One possible solution is to not use EF Core's service extension, but that seems to bring a lot of boilerplate code and reduce maintainability. Is there any better way?

--

UPDATE

I'd like to provide sample code for clarity

I added a private Guid to the DbContext class so that I can tell whether we have the new instance.

public class BloggingContext : DbContext
{
    private readonly Guid _instance;

    public BloggingContext(DbContextOptions<BloggingContext> options)
        : base(options)
    { 
        _instance = Guid.NewGuid();
    }

    public DbSet<Blog> Blogs { get; set; }
}

With .NET Core MVC, the controller code looks like

public class BlogsController : Controller
{
    private readonly BloggingContext _context;

    public BlogsController(BloggingContext context) 
    {
        _context = context;
    }

    // skip for readability
}

For each request hitting the controller, the _instance inside BloggingContext returns an unique value. However, when using within a ServiceStack service, _instance always returns the same value.

public class BlogService : ServiceStack.Service
{
    private readonly BloggingContext _context;

    public BlogService(BloggingContext context) 
    {
        _context = context;
    }

    // skip for readability
}

This behaviour is consistent with ServiceStack documentation about .NET Core Container Adapter that scoped dependencies registered in .NET Core Startup is singleton within ServiceStack. However, it is not desirable because we want DbContext to be created per request.

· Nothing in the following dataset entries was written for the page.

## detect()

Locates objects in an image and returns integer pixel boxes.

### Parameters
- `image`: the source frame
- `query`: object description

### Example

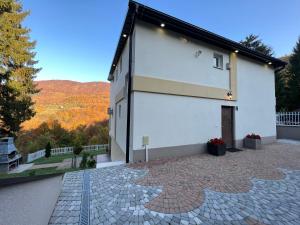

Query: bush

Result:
[79,152,89,169]
[207,138,225,145]
[87,156,96,168]
[28,170,35,176]
[246,133,261,139]
[45,142,51,158]
[73,144,83,155]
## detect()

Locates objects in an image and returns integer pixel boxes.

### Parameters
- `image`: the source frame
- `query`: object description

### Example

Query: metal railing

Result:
[276,112,300,126]
[27,144,108,163]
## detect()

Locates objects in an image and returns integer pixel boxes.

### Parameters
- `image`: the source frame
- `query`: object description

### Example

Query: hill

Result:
[23,80,109,130]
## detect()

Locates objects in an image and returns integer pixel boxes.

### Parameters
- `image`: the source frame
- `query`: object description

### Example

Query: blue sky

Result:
[21,0,300,82]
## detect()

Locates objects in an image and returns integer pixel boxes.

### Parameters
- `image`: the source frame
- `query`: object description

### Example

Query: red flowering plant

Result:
[207,138,225,145]
[246,133,261,140]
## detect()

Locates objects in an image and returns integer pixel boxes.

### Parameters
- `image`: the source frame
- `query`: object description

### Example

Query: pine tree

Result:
[288,37,300,110]
[45,142,51,158]
[240,34,274,56]
[0,0,40,136]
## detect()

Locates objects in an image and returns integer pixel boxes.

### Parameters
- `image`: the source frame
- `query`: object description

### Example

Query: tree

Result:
[0,0,40,136]
[287,37,300,110]
[45,142,51,158]
[240,34,274,56]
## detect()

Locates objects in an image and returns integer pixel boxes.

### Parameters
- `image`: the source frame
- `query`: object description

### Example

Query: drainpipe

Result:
[126,5,137,163]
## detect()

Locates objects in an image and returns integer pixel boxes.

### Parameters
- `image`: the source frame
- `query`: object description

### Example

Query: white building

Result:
[108,1,285,162]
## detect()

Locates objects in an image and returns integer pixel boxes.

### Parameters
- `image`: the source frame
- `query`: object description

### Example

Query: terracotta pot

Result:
[244,138,261,149]
[207,143,226,156]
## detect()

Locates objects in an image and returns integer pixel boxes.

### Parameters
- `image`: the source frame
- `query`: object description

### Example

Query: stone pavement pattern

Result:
[132,144,300,213]
[50,145,300,225]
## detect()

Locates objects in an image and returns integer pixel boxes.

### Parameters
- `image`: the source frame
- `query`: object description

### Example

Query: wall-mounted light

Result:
[227,91,232,100]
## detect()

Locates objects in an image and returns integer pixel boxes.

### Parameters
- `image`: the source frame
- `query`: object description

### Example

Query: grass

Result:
[0,167,79,179]
[33,149,105,165]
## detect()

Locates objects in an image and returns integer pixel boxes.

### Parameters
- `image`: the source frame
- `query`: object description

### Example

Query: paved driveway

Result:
[50,143,300,225]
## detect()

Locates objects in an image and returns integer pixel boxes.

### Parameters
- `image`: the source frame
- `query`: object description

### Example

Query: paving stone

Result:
[49,144,300,225]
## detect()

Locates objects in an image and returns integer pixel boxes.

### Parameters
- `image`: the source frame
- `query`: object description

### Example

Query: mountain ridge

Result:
[23,80,110,130]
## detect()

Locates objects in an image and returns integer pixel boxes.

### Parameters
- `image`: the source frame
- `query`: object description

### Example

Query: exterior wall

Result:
[236,56,276,139]
[134,22,229,89]
[133,92,235,150]
[131,23,276,161]
[109,38,129,154]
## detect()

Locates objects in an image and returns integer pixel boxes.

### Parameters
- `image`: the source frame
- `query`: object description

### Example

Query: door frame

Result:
[221,105,236,148]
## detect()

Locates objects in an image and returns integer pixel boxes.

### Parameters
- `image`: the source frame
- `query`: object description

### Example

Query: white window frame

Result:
[213,52,223,70]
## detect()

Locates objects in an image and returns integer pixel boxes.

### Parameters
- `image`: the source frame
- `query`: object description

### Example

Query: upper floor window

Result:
[119,56,122,73]
[214,53,223,69]
[119,105,122,118]
[115,66,119,81]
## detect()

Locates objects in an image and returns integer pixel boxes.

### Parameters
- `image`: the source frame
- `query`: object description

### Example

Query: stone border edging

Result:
[0,173,64,188]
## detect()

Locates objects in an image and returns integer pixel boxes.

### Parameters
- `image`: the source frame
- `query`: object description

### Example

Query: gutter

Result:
[126,5,138,163]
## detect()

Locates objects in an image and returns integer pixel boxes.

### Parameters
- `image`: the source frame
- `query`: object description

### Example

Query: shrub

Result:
[246,133,261,139]
[87,156,96,168]
[45,142,51,158]
[207,138,225,145]
[79,152,89,169]
[28,170,35,176]
[73,144,83,155]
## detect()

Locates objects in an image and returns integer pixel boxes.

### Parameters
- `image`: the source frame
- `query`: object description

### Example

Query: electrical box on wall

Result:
[143,136,149,146]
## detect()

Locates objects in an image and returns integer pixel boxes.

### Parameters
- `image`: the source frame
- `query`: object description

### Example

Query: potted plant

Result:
[244,133,261,149]
[207,138,226,156]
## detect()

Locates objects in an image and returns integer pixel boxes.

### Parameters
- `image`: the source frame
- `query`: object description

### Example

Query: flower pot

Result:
[207,143,226,156]
[244,138,261,149]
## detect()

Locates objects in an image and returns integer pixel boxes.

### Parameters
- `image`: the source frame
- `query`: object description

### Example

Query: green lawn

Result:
[0,167,79,179]
[33,149,105,165]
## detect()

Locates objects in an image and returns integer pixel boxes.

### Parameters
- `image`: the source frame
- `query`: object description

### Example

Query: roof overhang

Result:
[108,1,287,80]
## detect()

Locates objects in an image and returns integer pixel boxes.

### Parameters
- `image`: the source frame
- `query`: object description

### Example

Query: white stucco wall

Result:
[134,22,229,89]
[109,38,129,152]
[236,56,276,139]
[132,22,276,150]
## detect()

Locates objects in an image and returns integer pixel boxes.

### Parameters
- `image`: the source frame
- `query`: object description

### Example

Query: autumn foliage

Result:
[16,80,109,154]
[22,80,109,131]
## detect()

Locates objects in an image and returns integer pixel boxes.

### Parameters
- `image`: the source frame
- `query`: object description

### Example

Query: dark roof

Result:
[108,0,287,80]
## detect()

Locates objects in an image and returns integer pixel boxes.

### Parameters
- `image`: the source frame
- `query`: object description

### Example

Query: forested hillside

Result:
[23,80,109,130]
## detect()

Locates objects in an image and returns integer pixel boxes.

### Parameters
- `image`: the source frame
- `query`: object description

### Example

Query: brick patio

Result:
[50,143,300,225]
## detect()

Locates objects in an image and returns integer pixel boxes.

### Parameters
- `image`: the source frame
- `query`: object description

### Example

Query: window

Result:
[115,66,119,81]
[214,53,223,69]
[119,56,122,73]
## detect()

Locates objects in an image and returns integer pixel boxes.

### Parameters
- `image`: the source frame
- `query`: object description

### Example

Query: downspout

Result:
[126,5,137,163]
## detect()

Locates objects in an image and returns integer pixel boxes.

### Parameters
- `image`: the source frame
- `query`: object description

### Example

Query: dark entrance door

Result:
[222,106,234,148]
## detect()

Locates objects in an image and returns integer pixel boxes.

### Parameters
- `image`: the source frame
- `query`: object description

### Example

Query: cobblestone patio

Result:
[49,144,300,225]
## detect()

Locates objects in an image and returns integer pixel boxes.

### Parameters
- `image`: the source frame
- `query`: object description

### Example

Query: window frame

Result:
[213,52,224,70]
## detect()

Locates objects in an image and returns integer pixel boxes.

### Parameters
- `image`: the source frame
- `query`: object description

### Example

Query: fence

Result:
[276,112,300,140]
[27,149,45,162]
[27,144,108,163]
[276,112,300,126]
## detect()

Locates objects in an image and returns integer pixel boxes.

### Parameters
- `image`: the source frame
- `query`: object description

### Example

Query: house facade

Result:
[108,1,285,162]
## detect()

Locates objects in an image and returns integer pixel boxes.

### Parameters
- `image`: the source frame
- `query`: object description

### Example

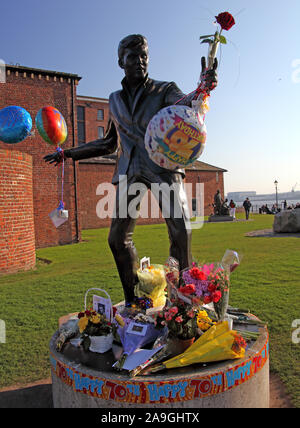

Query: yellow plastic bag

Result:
[135,265,167,308]
[163,321,245,369]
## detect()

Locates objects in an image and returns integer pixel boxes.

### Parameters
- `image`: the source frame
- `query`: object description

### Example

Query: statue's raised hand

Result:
[43,151,66,166]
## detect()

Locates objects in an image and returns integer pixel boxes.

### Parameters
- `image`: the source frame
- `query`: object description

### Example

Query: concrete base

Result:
[208,215,234,223]
[50,329,269,409]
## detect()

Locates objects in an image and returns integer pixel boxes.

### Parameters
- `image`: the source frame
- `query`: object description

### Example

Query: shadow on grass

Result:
[0,383,53,409]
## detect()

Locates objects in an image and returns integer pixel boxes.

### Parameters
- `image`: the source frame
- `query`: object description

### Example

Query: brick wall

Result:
[78,162,224,229]
[0,150,35,274]
[0,66,80,248]
[76,95,109,142]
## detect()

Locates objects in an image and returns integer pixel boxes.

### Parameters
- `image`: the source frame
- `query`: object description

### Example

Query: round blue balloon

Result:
[0,106,32,144]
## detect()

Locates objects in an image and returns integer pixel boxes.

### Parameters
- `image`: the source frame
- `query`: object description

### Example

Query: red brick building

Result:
[78,156,226,229]
[0,65,81,248]
[0,65,225,256]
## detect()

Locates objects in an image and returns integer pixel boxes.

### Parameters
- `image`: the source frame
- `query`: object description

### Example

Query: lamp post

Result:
[274,180,278,209]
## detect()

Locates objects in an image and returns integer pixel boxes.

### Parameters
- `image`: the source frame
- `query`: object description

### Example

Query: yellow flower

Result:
[115,314,125,327]
[78,317,89,333]
[91,314,101,324]
[197,311,214,331]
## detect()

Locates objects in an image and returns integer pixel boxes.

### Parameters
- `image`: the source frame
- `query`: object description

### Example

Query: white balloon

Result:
[145,105,206,170]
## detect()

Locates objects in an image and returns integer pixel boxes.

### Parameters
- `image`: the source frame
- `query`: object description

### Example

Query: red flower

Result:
[212,290,222,303]
[203,294,212,305]
[190,267,206,281]
[215,12,235,31]
[208,282,217,293]
[178,284,196,294]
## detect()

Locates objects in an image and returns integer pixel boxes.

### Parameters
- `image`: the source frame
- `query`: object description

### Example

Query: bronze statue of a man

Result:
[44,34,217,304]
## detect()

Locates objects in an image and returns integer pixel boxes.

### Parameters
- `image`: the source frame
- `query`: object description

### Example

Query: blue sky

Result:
[0,0,300,193]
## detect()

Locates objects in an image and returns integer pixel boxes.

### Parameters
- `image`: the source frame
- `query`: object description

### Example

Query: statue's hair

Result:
[118,34,148,61]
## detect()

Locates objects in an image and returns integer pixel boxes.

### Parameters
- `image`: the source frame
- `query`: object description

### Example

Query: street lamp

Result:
[274,180,278,209]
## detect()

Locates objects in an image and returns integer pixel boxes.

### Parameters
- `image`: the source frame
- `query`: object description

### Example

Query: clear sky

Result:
[0,0,300,193]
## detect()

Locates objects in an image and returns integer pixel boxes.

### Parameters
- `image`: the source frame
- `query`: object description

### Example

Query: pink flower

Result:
[169,306,178,316]
[178,284,196,294]
[202,263,214,276]
[165,312,173,321]
[212,290,222,303]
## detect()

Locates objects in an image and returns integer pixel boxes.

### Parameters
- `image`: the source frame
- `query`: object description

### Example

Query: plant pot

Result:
[214,290,229,321]
[89,334,114,354]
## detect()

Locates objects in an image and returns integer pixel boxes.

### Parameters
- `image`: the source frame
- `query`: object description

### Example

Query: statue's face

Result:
[119,46,149,82]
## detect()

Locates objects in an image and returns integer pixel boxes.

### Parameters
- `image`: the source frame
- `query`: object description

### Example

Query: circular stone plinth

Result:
[50,328,269,409]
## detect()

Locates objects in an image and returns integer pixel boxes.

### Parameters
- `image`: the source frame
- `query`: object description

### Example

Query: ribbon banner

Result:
[50,332,269,404]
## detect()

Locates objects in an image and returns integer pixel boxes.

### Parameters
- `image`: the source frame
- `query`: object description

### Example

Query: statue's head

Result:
[118,34,149,82]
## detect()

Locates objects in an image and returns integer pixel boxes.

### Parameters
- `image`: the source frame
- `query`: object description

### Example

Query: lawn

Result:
[0,215,300,407]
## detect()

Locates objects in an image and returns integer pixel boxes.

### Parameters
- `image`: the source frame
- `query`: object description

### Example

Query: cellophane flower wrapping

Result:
[178,250,240,321]
[153,321,246,371]
[135,264,167,308]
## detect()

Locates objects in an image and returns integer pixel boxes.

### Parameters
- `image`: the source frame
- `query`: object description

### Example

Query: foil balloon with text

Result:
[35,106,68,147]
[145,105,206,170]
[0,106,32,144]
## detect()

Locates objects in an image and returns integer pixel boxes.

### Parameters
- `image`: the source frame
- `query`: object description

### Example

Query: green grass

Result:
[0,215,300,407]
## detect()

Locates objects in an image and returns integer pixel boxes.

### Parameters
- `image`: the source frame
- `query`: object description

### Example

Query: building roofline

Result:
[76,95,109,104]
[79,153,228,172]
[185,161,228,172]
[5,64,81,80]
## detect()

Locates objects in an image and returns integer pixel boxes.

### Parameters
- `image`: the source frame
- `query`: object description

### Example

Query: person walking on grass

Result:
[243,198,252,220]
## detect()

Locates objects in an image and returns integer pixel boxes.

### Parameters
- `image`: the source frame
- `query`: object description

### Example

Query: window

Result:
[98,126,104,138]
[77,106,85,146]
[97,109,104,120]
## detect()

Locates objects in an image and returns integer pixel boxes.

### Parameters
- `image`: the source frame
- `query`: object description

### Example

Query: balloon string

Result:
[56,146,65,209]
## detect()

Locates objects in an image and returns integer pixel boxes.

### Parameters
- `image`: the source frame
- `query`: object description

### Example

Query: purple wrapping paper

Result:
[118,318,162,355]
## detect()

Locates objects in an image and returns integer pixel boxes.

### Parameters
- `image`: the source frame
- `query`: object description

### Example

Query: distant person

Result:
[265,204,272,214]
[229,199,236,218]
[243,198,252,220]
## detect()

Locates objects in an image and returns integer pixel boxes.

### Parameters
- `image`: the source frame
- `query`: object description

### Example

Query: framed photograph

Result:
[93,295,111,320]
[126,321,148,336]
[140,257,150,270]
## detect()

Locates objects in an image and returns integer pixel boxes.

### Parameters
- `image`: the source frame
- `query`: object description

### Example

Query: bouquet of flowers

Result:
[135,265,167,307]
[78,309,114,353]
[148,321,247,374]
[155,299,198,340]
[177,250,240,321]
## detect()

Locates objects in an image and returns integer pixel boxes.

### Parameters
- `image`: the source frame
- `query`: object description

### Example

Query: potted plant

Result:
[78,309,114,354]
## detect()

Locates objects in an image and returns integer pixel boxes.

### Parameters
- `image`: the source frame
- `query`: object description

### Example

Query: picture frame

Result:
[140,257,150,270]
[126,321,148,336]
[93,295,111,320]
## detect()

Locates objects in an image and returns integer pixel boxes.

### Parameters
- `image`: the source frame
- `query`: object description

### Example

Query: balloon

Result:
[145,105,206,170]
[0,106,32,144]
[35,106,68,146]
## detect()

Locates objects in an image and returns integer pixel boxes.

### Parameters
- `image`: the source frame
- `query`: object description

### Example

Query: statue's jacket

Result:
[69,77,193,184]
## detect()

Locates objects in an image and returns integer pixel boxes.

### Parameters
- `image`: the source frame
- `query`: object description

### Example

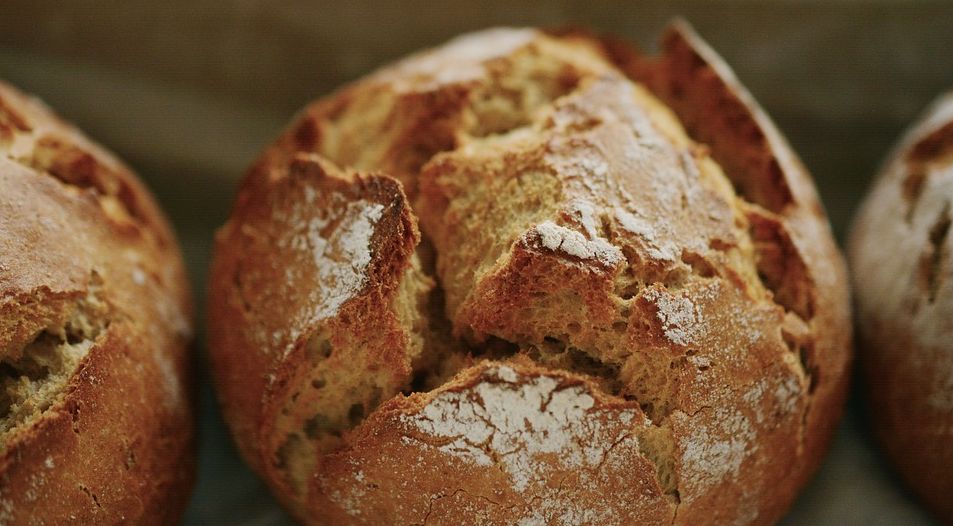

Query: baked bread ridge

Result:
[209,21,850,524]
[849,93,953,523]
[0,82,194,524]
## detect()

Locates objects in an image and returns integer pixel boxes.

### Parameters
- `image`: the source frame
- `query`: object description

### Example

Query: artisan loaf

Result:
[0,83,193,525]
[208,24,850,525]
[850,91,953,523]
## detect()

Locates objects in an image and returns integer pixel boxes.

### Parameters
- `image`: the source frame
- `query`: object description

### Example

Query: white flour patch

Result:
[568,199,598,239]
[680,407,757,502]
[276,194,384,352]
[645,289,705,346]
[402,366,636,492]
[534,221,622,266]
[615,208,679,261]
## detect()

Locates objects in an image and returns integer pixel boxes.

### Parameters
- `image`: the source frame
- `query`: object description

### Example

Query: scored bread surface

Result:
[0,82,193,525]
[850,94,953,523]
[209,25,850,525]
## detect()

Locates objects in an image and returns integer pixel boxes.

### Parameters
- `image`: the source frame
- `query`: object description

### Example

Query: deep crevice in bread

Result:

My solution is that I move the DbContext registration into AppHost code as below

public override void Configure(Container container)
{
    container.AddScoped(c => 
    {
        var optionsBuilder = new DbContextOptionsBuilder<BloggingContext>();
        optionsBuilder.UseSqlServer(connection);
        return new BloggingContext(optionsBuilder.Options);
    });     
}

This code works as I expect. Every instance of BloggingContext injected into my BlogService is now unique. However, I find myself unable to use any service collection extension which is very handy in .Net Core Startup anymore. For example, I want to use Entity Framework Unit Of Work and I couldn't call

services
    .AddUnitOfWork<BloggingContext>();

Instead, I have to wire up all dependencies of that library myself like

public override void Configure(Container container)
{
    container.AddScoped(c => 
    {
        var optionsBuilder = new DbContextOptionsBuilder<BloggingContext>();
        optionsBuilder.UseSqlServer(connection);
        return new BloggingContext(optionsBuilder.Options);
    });     
    container.AddScoped<IRepositoryFactory, UnitOfWork<BloggingContext>>();
    container.AddScoped<IUnitOfWork, UnitOfWork<BloggingContext>>();
    container.AddScoped<IUnitOfWork<BloggingContext>, UnitOfWork<BloggingContext>>();
}
1

1 Answers

2
votes

You should be able to register it in .NET Core's IOC like any .NET Core App:

public void ConfigureServices(IServiceCollection services)
{
    services.AddDbContext<BloggingContext>(options => 
       options.UseSqlite("Data Source=blog.db"));
}

Then reference like a normal dependency in your ServiceStack Services:

public class MyServices : Service
{
     public BloggingContext BloggingContext { get; set; }
}

Which uses ServiceStack's .NET Core Container Adapter to resolve any dependencies not in ServiceStack's IOC, in .NET Core's IOC.